Это не слишком нравилось российским командирам. В 1660-м, выступая в поход на поляков, воевода Шереметев прихватил парнишку с собой, оставив на хозяйстве Сомка, без живого знамени не опасного. К сожалению, Шереметеву не повезло. Под Чудновом он (не без помощи людей гетмана) попал в засаду, был разбит татарами, как всегда, мудро дружащими против тех, кто на данный момент сильнее, взят в плен и на 22 года уехал в Крым, а победители осадили Юрка под Слободищами. Три недели юный кретин сидел в осаде, боясь сдаться тем, с кем уже успел договориться, но потом все-таки сдался, подписав Чудновский договор (почти полная калька с Гадячского, только сильно отредактированный в пользу Польши), и присягнул на «вечную верность» королю. С этого момента при нем неотлучно находился комиссар Беневский, видимо, педагог не из последних, поскольку Юрко, по свидетельству очевидцев, «в рот пану глядел». Чему более всего рад был, ясное дело, дядя Сомко, мгновенно объявивший себя гетманом и, выдвинув лозунг типа «Навеки вместе!», наконец-то обретший некоторую популярность.

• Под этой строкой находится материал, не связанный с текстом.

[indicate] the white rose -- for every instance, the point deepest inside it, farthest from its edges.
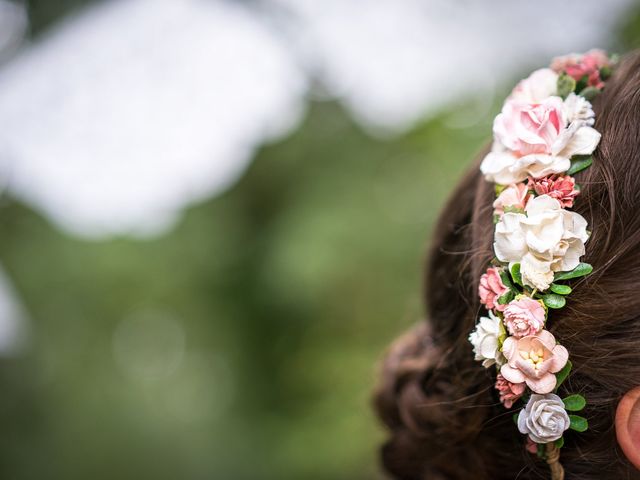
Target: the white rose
(486, 340)
(545, 239)
(536, 87)
(544, 418)
(539, 139)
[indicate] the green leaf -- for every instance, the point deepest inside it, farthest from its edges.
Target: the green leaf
(580, 271)
(562, 375)
(552, 300)
(560, 289)
(605, 72)
(515, 274)
(566, 85)
(579, 163)
(513, 209)
(574, 403)
(506, 298)
(542, 450)
(578, 423)
(589, 93)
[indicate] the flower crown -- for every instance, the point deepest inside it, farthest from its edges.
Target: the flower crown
(542, 137)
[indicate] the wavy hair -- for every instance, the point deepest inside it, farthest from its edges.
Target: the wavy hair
(440, 407)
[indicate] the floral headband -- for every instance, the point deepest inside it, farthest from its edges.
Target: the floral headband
(542, 137)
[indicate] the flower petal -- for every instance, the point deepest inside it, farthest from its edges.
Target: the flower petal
(511, 374)
(542, 385)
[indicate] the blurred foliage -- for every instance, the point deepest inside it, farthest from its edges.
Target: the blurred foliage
(243, 344)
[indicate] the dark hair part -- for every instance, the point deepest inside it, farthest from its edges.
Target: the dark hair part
(440, 406)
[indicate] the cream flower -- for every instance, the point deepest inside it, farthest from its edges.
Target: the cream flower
(544, 418)
(534, 360)
(486, 340)
(546, 239)
(539, 139)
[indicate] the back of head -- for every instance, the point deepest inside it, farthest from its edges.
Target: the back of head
(441, 408)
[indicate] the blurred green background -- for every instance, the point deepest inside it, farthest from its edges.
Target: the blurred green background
(244, 343)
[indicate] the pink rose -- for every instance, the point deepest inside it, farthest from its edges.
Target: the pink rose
(534, 360)
(524, 317)
(562, 188)
(577, 66)
(532, 447)
(530, 128)
(509, 392)
(516, 195)
(491, 288)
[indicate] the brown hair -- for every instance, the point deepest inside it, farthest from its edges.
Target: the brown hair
(440, 406)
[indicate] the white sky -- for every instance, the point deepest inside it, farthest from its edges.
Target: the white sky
(124, 114)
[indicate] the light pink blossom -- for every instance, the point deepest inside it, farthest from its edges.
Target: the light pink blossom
(536, 87)
(562, 188)
(516, 195)
(509, 392)
(491, 289)
(531, 128)
(524, 317)
(534, 360)
(577, 66)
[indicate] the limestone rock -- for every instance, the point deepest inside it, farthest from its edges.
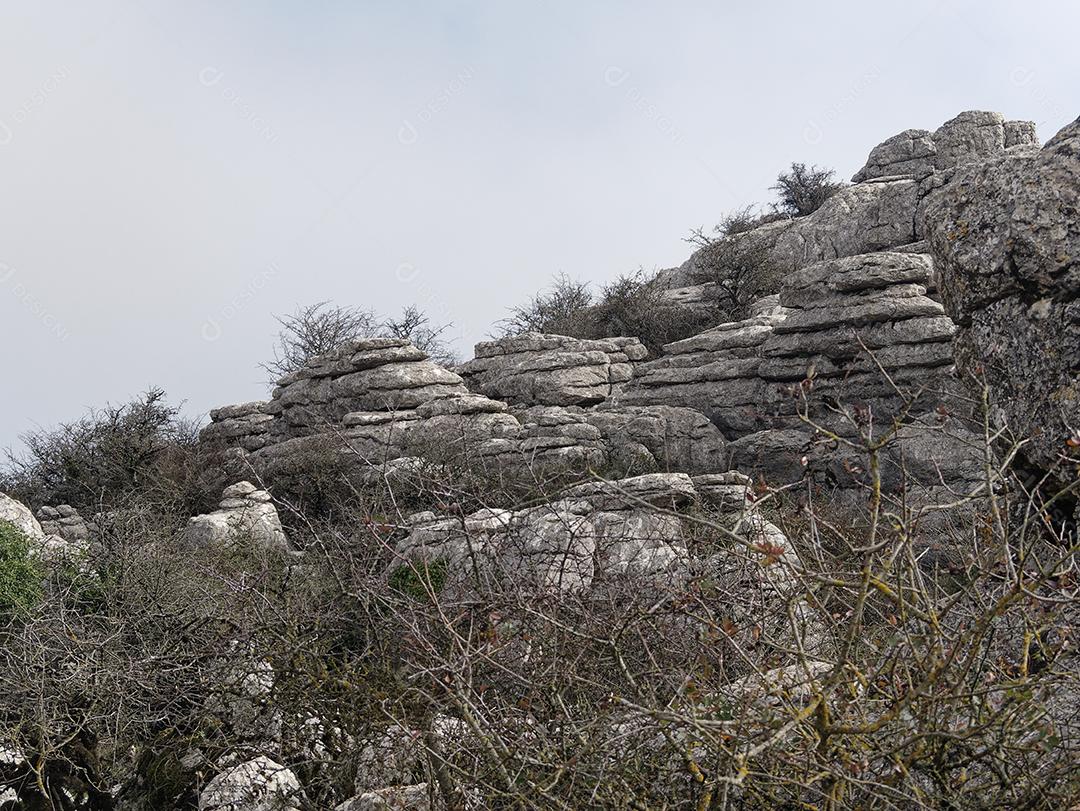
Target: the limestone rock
(552, 369)
(593, 530)
(259, 784)
(1006, 235)
(245, 517)
(17, 514)
(969, 137)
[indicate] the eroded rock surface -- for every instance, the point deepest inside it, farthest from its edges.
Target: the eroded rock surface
(552, 369)
(1006, 235)
(245, 518)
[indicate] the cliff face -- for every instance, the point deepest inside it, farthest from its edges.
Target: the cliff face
(562, 518)
(855, 333)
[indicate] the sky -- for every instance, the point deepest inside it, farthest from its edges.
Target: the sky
(176, 174)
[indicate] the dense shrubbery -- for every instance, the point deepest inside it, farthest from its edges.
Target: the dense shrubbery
(910, 683)
(19, 573)
(633, 305)
(142, 450)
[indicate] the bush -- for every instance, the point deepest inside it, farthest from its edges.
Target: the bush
(559, 310)
(140, 450)
(21, 575)
(736, 266)
(634, 305)
(321, 327)
(804, 190)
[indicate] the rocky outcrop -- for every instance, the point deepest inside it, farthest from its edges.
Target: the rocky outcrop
(61, 537)
(971, 136)
(882, 211)
(584, 537)
(259, 784)
(552, 369)
(1006, 237)
(849, 339)
(245, 518)
(65, 523)
(18, 515)
(435, 422)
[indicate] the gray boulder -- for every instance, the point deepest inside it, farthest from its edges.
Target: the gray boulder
(552, 369)
(246, 517)
(259, 784)
(1006, 237)
(970, 136)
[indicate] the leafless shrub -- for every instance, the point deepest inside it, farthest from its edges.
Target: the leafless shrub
(804, 190)
(142, 449)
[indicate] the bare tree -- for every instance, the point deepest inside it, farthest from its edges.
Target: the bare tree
(802, 190)
(315, 329)
(415, 326)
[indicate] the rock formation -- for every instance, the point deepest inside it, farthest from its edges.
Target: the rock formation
(1006, 237)
(245, 518)
(589, 534)
(552, 369)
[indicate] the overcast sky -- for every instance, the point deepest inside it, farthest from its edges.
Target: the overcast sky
(174, 174)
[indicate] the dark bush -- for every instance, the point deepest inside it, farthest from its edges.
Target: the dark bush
(633, 305)
(318, 328)
(140, 450)
(802, 190)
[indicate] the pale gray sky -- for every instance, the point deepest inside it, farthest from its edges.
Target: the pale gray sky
(176, 173)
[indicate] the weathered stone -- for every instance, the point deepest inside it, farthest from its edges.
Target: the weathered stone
(552, 369)
(259, 784)
(1006, 237)
(246, 518)
(969, 137)
(19, 516)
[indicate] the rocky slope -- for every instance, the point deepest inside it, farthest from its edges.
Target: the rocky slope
(952, 257)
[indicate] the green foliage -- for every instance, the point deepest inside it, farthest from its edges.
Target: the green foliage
(19, 573)
(419, 581)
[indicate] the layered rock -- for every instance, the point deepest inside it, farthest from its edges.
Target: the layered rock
(882, 211)
(849, 340)
(1006, 235)
(246, 517)
(259, 784)
(971, 136)
(588, 536)
(534, 368)
(323, 411)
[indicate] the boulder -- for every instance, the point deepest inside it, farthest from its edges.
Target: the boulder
(259, 784)
(535, 368)
(1006, 238)
(17, 514)
(246, 517)
(970, 136)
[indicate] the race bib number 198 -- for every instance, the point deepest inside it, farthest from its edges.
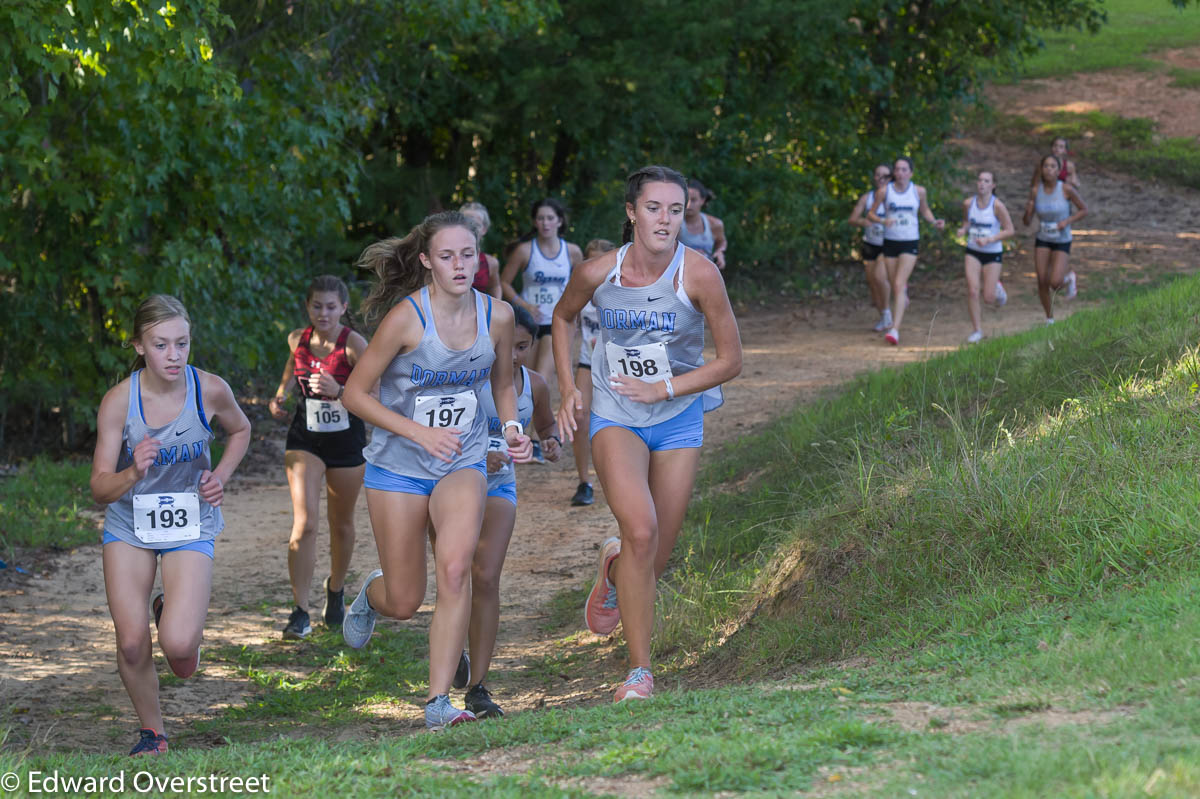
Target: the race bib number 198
(167, 517)
(445, 409)
(648, 362)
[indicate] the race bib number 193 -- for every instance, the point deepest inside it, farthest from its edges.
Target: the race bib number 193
(167, 517)
(648, 362)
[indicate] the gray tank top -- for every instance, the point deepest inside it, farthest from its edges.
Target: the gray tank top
(702, 241)
(496, 432)
(430, 385)
(1051, 209)
(169, 491)
(636, 322)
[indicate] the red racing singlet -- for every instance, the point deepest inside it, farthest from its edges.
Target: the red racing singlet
(306, 364)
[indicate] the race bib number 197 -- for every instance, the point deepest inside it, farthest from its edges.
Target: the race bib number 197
(167, 517)
(648, 362)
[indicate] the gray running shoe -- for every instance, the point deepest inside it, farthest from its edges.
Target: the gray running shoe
(360, 619)
(441, 714)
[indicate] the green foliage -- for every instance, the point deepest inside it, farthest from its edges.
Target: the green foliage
(42, 505)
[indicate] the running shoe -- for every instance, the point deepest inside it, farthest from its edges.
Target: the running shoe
(639, 685)
(462, 674)
(359, 622)
(335, 606)
(479, 701)
(583, 494)
(441, 714)
(150, 743)
(298, 626)
(601, 612)
(1069, 286)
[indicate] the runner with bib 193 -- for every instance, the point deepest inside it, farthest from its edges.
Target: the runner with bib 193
(651, 386)
(153, 468)
(438, 346)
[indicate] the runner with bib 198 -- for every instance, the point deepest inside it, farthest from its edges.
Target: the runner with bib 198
(324, 440)
(153, 468)
(439, 344)
(651, 386)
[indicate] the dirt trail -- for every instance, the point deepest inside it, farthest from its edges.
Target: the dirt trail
(58, 674)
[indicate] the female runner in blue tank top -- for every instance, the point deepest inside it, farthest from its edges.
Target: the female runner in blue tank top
(153, 468)
(439, 343)
(1051, 200)
(649, 389)
(985, 223)
(904, 203)
(545, 263)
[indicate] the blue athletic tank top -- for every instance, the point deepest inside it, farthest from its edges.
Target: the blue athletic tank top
(634, 323)
(429, 385)
(544, 280)
(702, 241)
(172, 484)
(496, 432)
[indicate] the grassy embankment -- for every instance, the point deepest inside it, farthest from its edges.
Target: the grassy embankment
(1006, 536)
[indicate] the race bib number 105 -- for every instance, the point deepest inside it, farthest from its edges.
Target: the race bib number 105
(167, 517)
(445, 409)
(648, 362)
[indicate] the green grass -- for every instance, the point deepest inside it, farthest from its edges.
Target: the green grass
(1134, 30)
(41, 506)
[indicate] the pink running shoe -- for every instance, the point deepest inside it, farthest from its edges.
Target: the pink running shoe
(601, 612)
(639, 685)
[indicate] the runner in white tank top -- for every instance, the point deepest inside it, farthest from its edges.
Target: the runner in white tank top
(985, 224)
(647, 473)
(589, 334)
(424, 468)
(1051, 200)
(873, 247)
(545, 263)
(151, 466)
(904, 200)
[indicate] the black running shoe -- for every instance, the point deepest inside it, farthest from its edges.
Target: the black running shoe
(462, 674)
(298, 626)
(479, 701)
(335, 606)
(149, 743)
(583, 494)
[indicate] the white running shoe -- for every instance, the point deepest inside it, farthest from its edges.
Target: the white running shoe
(1069, 286)
(360, 618)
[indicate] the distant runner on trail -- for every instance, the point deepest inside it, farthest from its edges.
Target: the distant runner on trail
(545, 263)
(904, 202)
(702, 232)
(589, 332)
(324, 445)
(153, 468)
(651, 386)
(985, 224)
(873, 247)
(1051, 200)
(438, 347)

Драка между дядей и племянником вышла крутая, аж на полтора года с переменным успехом. За это время быть гетманом Юрасю очень понравилось, благо что делать подсказывал пан Беневский, а тешить все более распаляющуюся натуру никто не мешал. У поляков, правда, имелась в запасе альтернативная, куда более приемлемая кандидатура: наказной гетман (наместник) правого берега, Павло Тетеря, крестник великого гетмана, принципиально (редкость по тем временам) убежденный, что солнце для Малой Руси восходит на Западе, бомбил Варшаву докладами с рефреном «Ну когда же вы, наконец, уволите этого идиота?». Однако на пацана все еще работало имя, так что поляки не спешили, выжимая из парня максимум. Однако все кончается. 16 июля 1662 года Юрась, успевший растерять немало сторонников, уразумевших, что Хмель Хмелю рознь, потерпел окончательное поражение и вскоре, объявив об отречении, по мягкому совету Тетери, постригся в монахи под именем Гедеона. После чего был взят под стражу, отправлен во Львов и посажен в крепость, откуда вышел, отмотав полный пятерик, только после смерти папиного крестника. Почти сразу, впрочем, угодил к татарам, был отослан в Стамбул, обласкан, помещен про запас в греческий монастырь и забыт на долгие годы.